Ma sono tanti altri i ricordi materani che affiorano, le suggestioni di un mondo che non c’è più. Come quelle collegate  al film “C’era una volta” (nel cast c’erano Sofia Loren e Omar Sharif, appena assurto alla popolarità mondiale con Il Dottor Zivago).  Il film fu girato nel 1967, quasi venti anni prima del “Cristo si è fermato a Eboli”. Rosi scelse Matera perché, racconta, era la città ideale per ambientarvi una storia calata nel Sud  del ‘600, ai tempi della dominazione spagnola.
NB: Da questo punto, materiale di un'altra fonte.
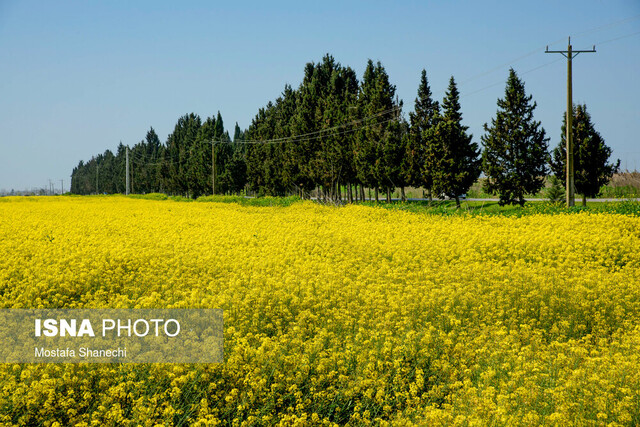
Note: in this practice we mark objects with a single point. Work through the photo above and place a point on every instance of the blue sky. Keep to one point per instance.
(77, 78)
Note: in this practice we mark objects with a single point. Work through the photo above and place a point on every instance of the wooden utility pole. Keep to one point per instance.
(127, 172)
(570, 54)
(213, 168)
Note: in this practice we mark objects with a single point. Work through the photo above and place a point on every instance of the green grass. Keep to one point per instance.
(493, 208)
(436, 207)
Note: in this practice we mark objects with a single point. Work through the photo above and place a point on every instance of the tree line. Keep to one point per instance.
(338, 136)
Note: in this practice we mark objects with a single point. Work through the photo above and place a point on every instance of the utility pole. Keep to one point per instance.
(570, 54)
(127, 172)
(213, 168)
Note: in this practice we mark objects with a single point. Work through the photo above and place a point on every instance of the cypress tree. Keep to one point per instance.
(515, 147)
(424, 116)
(590, 156)
(452, 159)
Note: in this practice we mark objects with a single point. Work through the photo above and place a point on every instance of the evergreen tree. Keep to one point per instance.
(378, 144)
(451, 159)
(179, 147)
(423, 118)
(590, 156)
(515, 147)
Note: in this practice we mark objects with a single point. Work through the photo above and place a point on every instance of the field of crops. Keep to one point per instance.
(334, 315)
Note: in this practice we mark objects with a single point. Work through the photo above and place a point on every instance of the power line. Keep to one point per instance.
(619, 38)
(502, 82)
(570, 54)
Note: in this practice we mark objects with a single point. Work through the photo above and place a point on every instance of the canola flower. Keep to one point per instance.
(333, 316)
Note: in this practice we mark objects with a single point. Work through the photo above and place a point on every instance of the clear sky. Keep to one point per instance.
(78, 77)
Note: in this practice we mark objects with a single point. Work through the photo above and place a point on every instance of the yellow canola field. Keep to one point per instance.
(351, 315)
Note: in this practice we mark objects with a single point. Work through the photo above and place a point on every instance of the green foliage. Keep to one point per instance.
(451, 158)
(515, 147)
(556, 192)
(590, 155)
(421, 120)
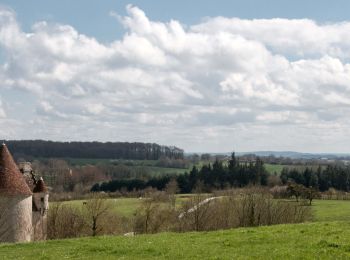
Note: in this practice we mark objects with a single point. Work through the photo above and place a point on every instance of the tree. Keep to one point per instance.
(96, 209)
(310, 193)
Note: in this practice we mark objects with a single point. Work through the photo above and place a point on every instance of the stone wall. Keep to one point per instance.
(15, 219)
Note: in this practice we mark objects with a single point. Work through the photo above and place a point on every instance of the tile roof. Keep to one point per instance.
(12, 181)
(40, 186)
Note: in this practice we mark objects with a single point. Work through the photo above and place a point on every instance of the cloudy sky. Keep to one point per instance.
(204, 76)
Un film, peraltro, anomalo rispetto alla filmografia dell’autore napoletano, noto fino ad allora soprattutto per pellicole di  impegno civile come “Le mani sulla città” e “Il Bandito Giuliano”. Vi si narravano le vicende fantastiche di Isabella, popolana abilissima che vive di piccoli espedienti (tra cui quello in cui, con l’aiuto di ragazzini, vende un asino ad un ricco mercante facendogli credere che defechi oro). “Avevo bisogno di una città che si prestasse a un racconto fiabesco. La storia era tratta dal Cunto de li Cunti di Giambattista Basile, il grande autore napoletano del tardo ‘500. E Matera, soprattutto allora, era un posto che si prestava alle fiabe”..
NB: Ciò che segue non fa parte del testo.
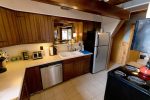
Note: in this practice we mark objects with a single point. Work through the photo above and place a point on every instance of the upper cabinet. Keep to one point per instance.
(34, 28)
(22, 28)
(8, 28)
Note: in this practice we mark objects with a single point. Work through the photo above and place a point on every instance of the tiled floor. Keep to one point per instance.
(86, 87)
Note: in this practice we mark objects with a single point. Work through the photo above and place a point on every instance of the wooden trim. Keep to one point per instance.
(96, 7)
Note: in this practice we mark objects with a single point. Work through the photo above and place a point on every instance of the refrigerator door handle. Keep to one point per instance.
(98, 40)
(97, 52)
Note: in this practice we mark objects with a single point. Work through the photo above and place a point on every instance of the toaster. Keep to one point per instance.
(37, 55)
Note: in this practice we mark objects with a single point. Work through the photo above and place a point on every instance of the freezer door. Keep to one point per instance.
(100, 58)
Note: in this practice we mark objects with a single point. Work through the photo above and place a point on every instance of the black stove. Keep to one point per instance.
(124, 83)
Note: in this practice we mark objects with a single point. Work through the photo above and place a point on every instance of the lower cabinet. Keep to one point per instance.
(71, 68)
(75, 67)
(32, 82)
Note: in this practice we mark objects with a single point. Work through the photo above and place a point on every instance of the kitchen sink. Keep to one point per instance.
(70, 54)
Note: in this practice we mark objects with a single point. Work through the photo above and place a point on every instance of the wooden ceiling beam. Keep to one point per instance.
(117, 2)
(92, 6)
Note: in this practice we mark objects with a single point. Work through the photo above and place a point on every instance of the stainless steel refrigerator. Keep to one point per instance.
(98, 44)
(101, 49)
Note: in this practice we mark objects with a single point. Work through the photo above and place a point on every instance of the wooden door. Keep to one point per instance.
(8, 28)
(33, 79)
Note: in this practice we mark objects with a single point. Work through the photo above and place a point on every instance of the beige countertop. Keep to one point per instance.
(11, 80)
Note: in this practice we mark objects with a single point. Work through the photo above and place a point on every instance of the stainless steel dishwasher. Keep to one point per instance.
(51, 75)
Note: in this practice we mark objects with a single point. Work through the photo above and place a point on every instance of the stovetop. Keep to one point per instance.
(131, 74)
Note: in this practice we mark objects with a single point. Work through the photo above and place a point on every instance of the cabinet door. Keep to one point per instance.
(8, 28)
(68, 70)
(33, 80)
(45, 28)
(27, 27)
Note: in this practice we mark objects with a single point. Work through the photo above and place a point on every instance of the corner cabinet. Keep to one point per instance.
(34, 28)
(75, 67)
(8, 28)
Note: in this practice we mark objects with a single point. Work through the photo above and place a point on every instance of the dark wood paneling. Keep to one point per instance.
(94, 6)
(22, 28)
(116, 2)
(33, 79)
(35, 28)
(8, 28)
(75, 67)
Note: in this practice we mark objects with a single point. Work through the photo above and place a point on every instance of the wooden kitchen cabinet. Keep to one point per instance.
(8, 28)
(33, 79)
(22, 28)
(75, 67)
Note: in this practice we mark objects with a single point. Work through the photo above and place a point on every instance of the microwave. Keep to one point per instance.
(37, 55)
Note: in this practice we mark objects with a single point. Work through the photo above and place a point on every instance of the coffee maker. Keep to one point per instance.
(2, 68)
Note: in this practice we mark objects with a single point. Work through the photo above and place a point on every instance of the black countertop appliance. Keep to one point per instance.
(124, 83)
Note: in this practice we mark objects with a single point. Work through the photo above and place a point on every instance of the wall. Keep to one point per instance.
(47, 9)
(109, 24)
(122, 41)
(17, 49)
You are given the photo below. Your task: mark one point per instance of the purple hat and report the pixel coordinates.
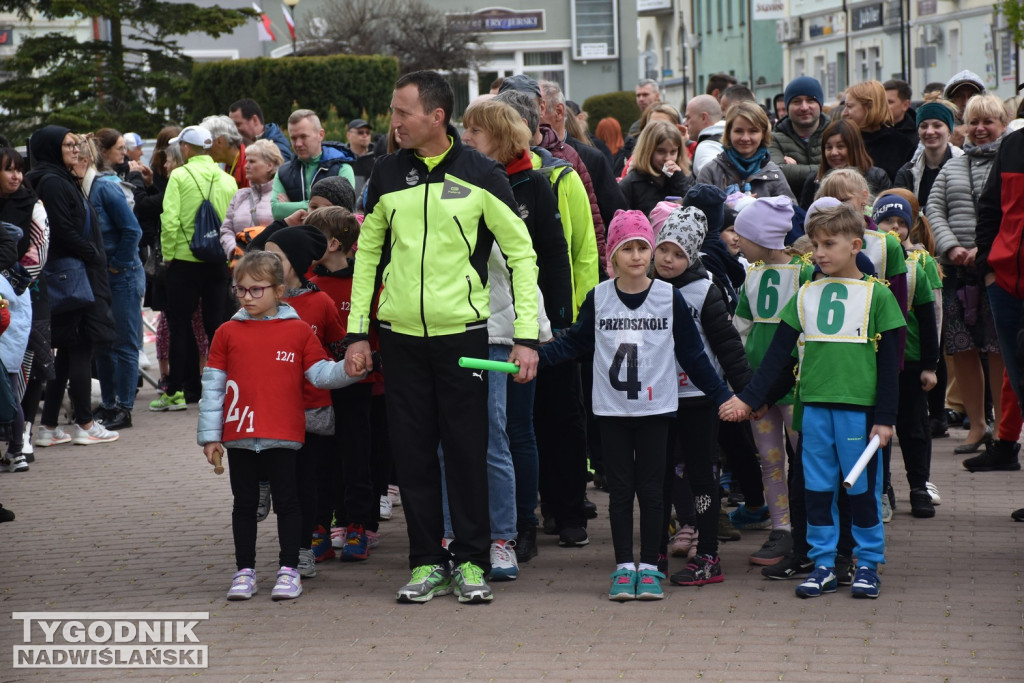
(766, 221)
(626, 226)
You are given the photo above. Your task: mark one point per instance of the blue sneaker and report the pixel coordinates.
(624, 586)
(322, 545)
(822, 580)
(649, 585)
(865, 584)
(356, 545)
(744, 517)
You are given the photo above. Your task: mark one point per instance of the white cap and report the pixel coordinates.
(197, 135)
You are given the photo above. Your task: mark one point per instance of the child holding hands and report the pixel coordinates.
(253, 403)
(630, 323)
(848, 384)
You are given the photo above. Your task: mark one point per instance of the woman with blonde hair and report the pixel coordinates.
(867, 107)
(968, 326)
(609, 130)
(497, 130)
(660, 168)
(745, 161)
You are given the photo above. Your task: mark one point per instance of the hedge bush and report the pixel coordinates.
(354, 86)
(621, 105)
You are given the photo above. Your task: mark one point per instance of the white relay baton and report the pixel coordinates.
(858, 467)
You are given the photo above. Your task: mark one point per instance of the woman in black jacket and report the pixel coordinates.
(19, 206)
(660, 168)
(75, 233)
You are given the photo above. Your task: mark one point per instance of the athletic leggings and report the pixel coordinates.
(769, 434)
(247, 469)
(634, 464)
(693, 443)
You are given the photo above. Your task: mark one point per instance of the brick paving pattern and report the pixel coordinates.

E’ dagli anni Ottanta che il regista manca da Matera. “L’ultima volta ci sono venuto per girare “Tre fratelli” – ricorda -. Rispetto a come me la ricordavo (c’ero stato negli anni Sessanta) non la trovai molto cambiata . Mi dicono che ora sia cambiata molto.

Sono  curioso di vedere come. Sa? Mettere  le mani su Matera è molto difficile. E’ un posto che va trattato con i guanti”.
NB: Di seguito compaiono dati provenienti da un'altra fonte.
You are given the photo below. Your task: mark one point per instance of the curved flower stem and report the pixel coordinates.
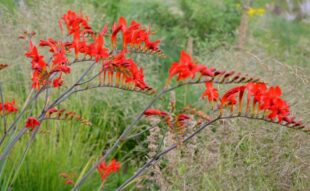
(118, 141)
(23, 110)
(128, 128)
(3, 115)
(41, 117)
(174, 146)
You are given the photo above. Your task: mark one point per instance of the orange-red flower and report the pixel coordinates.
(105, 170)
(9, 107)
(133, 35)
(32, 123)
(155, 112)
(75, 22)
(210, 92)
(186, 68)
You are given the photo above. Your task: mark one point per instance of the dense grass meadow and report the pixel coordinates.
(237, 154)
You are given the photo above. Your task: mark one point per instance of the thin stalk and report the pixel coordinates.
(174, 146)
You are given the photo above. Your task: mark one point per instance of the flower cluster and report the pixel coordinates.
(8, 107)
(105, 170)
(260, 98)
(32, 123)
(133, 35)
(187, 68)
(84, 41)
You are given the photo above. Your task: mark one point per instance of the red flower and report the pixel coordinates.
(75, 22)
(32, 123)
(133, 35)
(210, 92)
(155, 112)
(105, 170)
(97, 50)
(9, 107)
(37, 62)
(181, 120)
(185, 68)
(229, 96)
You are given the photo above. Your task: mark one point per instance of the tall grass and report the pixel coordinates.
(235, 155)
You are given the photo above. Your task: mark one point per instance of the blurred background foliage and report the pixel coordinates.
(238, 156)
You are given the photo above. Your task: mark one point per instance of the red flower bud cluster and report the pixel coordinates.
(105, 170)
(260, 98)
(133, 35)
(84, 41)
(8, 107)
(32, 123)
(187, 68)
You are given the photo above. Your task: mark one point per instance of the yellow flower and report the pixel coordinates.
(256, 11)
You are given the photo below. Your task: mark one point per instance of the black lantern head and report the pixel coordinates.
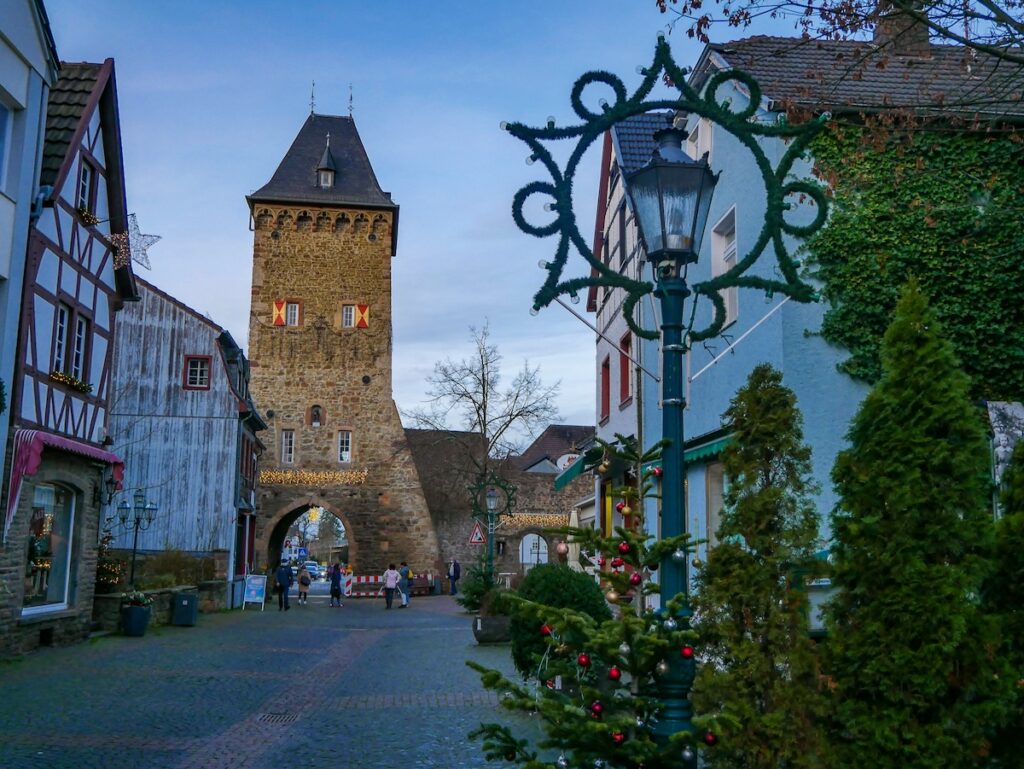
(671, 197)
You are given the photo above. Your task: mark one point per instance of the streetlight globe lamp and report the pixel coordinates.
(671, 197)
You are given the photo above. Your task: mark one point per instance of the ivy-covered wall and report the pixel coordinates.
(947, 207)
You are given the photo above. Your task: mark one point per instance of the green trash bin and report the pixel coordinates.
(185, 611)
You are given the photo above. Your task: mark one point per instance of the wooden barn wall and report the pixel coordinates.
(180, 446)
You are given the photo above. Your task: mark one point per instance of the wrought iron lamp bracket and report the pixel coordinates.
(780, 186)
(483, 482)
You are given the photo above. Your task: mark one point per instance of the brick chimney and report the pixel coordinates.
(899, 33)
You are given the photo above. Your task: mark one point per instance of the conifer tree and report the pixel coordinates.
(1005, 598)
(760, 663)
(595, 687)
(909, 646)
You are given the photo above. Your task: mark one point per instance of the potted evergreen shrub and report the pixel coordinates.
(135, 612)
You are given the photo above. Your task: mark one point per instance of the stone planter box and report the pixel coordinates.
(493, 629)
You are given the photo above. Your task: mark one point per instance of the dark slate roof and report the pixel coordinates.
(295, 179)
(67, 103)
(554, 441)
(634, 138)
(857, 76)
“Matera non può che avere una crescita culturale – aggiunge -. Ma non diventerà mai una Pompei. Perché ha Matera c’è un popolo molto interessante. Contadini, artigiani, scrittori, pittori. Io mi auguro che i materani di oggi mantengano le tradizioni. La città è fatta per attirare le persone più sensibili e colte. Come è avvenuto dopo i miei film. Ah, il cinema per Matera ha fatto tanto…ma anche la città per il cinema”.